New Rules To Rein In Corporate System
ALEXANDRIA, Va. – The NCUA Board approved reforms to its corporate credit union rules on Friday that will severely restrict the powers of the corporates, making them little more than pass-throughs for investment services.
The new rules will bar corporates from a variety of investments that have been cited as major causes for the corporate meltdown, including private-label residential mortgage-backed securities, collateralized debt obligations, limit investments in subordinated securities, require tougher ratings for permissible holdings, and make it harder for corporates to qualify in so-called expanded investment authority.
The new rules will create a system of prompt corrective action for the corporates, under which NCUA will be able to limit a corporate’s activity or even take over it when capital declines below certain benchmark, much as NCUA does for natural person credit unions.
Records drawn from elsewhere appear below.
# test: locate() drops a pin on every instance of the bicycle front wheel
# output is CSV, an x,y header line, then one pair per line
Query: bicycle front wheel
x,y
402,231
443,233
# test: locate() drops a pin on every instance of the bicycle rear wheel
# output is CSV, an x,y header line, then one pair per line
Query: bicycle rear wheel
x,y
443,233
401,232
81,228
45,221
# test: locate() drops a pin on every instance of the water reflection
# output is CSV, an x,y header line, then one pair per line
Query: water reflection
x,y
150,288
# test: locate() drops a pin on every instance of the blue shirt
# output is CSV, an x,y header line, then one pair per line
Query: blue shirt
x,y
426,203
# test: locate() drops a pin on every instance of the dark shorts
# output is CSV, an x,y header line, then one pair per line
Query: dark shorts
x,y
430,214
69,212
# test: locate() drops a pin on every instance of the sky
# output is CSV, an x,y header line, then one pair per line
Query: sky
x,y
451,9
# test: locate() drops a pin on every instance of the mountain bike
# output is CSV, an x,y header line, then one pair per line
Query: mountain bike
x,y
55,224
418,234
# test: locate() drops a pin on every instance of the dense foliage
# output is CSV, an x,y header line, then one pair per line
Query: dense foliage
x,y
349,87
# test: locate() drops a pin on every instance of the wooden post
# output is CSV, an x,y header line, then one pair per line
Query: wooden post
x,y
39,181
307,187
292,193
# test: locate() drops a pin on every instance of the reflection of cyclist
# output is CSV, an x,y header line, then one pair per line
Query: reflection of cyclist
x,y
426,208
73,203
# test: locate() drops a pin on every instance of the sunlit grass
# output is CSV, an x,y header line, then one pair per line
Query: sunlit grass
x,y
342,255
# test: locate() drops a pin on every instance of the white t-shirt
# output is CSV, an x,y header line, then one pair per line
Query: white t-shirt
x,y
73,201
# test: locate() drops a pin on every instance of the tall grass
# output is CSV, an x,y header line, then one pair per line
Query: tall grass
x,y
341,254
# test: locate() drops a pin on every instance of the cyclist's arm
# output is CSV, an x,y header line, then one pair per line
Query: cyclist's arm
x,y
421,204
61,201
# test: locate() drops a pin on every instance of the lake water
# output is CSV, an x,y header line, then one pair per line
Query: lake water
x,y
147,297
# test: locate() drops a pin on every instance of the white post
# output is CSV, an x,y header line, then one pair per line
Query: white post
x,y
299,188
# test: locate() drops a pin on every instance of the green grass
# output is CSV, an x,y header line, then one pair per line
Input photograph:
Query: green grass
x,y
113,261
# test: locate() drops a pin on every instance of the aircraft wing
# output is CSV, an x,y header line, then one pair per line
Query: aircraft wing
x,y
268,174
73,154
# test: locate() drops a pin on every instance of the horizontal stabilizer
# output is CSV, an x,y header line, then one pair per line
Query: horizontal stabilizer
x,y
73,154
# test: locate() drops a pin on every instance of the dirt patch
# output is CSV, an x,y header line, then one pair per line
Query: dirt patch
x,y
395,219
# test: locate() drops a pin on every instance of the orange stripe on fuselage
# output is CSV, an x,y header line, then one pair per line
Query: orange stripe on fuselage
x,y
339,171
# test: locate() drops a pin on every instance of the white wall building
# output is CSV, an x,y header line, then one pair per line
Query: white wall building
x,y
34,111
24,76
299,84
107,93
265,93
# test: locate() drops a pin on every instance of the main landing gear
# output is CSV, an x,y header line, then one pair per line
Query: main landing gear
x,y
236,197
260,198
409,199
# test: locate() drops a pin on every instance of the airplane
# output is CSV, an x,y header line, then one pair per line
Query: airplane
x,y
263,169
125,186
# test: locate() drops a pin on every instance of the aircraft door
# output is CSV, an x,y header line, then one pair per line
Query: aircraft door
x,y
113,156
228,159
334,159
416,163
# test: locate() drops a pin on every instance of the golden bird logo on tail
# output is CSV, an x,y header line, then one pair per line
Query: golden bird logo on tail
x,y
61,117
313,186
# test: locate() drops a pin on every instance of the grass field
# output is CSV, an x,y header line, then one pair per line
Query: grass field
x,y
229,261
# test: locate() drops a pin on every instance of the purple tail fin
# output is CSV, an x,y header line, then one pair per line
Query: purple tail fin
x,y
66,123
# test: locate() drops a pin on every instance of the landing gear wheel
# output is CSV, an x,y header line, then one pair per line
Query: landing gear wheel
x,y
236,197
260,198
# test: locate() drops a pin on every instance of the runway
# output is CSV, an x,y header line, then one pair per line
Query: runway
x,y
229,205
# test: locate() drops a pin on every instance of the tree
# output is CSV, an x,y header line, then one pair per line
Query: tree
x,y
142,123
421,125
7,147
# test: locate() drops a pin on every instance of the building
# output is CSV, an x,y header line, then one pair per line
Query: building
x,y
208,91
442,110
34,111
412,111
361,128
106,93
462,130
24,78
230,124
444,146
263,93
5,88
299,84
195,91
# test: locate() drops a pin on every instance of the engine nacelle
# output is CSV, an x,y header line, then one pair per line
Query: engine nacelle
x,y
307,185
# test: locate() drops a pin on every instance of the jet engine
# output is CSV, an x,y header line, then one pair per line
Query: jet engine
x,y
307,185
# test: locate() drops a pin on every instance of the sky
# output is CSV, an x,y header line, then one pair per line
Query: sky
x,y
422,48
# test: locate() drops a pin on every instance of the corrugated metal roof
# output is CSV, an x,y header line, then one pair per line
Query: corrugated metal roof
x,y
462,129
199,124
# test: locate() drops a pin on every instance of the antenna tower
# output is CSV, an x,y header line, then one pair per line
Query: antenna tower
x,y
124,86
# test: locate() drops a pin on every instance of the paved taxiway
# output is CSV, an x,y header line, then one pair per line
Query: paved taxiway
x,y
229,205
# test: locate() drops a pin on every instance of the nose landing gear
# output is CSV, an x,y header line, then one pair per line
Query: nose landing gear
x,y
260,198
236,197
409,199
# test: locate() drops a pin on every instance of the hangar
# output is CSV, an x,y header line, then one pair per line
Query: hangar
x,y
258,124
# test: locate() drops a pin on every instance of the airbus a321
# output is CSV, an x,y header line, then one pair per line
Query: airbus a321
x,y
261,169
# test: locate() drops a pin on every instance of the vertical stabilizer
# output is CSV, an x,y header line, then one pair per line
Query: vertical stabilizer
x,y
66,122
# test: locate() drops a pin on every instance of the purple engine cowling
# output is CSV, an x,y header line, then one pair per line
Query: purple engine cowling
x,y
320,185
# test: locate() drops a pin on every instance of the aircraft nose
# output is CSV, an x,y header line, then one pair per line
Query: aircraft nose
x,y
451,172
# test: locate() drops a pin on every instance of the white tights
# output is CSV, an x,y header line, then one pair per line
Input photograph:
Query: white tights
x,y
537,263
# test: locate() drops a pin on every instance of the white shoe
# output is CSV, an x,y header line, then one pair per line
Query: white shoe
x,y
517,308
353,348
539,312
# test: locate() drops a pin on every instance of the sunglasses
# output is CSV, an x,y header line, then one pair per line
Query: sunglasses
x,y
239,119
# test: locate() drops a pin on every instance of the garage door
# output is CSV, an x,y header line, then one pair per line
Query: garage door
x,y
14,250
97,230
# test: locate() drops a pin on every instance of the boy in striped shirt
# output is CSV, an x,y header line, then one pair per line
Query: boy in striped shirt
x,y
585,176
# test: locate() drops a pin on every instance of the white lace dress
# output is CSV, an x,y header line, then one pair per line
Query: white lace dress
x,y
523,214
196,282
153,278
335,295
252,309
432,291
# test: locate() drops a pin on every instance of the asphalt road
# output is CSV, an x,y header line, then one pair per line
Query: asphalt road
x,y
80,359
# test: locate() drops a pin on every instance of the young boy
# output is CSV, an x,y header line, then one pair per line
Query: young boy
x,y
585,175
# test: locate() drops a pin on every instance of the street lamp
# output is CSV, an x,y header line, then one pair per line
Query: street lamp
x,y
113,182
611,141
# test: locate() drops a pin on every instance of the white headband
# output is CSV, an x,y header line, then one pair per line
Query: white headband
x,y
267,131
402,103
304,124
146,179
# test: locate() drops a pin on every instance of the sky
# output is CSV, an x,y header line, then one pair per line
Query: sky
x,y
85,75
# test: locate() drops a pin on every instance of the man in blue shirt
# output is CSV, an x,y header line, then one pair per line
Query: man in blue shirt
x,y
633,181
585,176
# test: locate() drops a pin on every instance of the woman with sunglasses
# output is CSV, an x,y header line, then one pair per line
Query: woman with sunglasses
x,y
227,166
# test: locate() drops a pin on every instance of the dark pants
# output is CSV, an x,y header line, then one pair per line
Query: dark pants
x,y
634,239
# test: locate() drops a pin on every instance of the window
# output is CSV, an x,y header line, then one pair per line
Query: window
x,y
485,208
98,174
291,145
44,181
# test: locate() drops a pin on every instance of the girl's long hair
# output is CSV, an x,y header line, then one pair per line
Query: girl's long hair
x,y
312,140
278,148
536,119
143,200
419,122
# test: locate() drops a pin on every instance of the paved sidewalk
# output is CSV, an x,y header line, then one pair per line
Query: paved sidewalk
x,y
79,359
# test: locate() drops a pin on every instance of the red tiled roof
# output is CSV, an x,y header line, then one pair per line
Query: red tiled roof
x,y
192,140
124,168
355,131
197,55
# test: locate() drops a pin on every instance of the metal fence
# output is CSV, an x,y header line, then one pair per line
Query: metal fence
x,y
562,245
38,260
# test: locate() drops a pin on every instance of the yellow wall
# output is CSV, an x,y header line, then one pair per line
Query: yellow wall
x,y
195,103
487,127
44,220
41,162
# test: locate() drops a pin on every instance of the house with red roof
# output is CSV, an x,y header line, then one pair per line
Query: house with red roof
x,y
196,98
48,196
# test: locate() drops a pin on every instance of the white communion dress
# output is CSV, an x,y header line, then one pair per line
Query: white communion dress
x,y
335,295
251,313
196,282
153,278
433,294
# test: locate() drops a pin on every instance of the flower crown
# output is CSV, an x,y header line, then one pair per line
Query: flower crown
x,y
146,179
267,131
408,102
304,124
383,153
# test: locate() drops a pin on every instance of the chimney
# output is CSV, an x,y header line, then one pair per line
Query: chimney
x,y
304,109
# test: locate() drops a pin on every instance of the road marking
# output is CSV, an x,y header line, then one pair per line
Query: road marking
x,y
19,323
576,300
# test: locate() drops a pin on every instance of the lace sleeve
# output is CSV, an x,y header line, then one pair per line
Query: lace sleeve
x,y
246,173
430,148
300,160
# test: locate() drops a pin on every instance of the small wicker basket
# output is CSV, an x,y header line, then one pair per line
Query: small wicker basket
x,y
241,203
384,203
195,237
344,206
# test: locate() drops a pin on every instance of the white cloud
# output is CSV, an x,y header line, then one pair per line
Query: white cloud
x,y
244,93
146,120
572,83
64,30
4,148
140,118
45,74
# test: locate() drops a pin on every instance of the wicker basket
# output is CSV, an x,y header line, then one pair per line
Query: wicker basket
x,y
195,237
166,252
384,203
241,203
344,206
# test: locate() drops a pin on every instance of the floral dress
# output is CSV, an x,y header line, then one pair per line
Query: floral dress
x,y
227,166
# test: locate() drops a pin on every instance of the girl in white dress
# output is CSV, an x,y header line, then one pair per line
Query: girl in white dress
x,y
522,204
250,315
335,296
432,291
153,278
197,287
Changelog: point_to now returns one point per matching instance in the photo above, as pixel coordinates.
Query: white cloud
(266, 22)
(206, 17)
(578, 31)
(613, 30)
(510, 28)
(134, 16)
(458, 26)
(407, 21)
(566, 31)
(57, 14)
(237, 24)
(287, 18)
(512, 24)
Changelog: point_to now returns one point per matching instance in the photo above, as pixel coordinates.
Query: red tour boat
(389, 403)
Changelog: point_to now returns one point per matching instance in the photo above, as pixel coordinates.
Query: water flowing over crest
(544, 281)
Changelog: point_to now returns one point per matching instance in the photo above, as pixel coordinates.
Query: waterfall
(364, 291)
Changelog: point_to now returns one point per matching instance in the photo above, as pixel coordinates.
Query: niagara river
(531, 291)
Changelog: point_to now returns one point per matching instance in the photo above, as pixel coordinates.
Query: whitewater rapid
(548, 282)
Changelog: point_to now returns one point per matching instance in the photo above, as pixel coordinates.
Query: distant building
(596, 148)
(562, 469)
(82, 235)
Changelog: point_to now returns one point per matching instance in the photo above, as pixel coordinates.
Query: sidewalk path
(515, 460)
Robert Fenner, general counsel for NCUA, said the new rules, “provide regulatory restraints to taking too much risk.” Fenner said the rule, if it had been in place prior to the corporate meltdown, may have prevented or mitigated many of the problems that have destroyed some of the corporates.
Likewise limited by the new rules are the activities of corporate CUSOs. NCUA will, for the first time, have access to the books and records of CUSOs owned by federally chartered corporates.
Corporate directors will be required to be senior executives at the corporates’ natural-person credit union members. Each corporate must disclose the annual compensation paid to senior executives and directors.
“The primary purpose of this rule is to ensure that the recent corporate crisis does not happen again,” said NCUA Chairman Debbie Matz.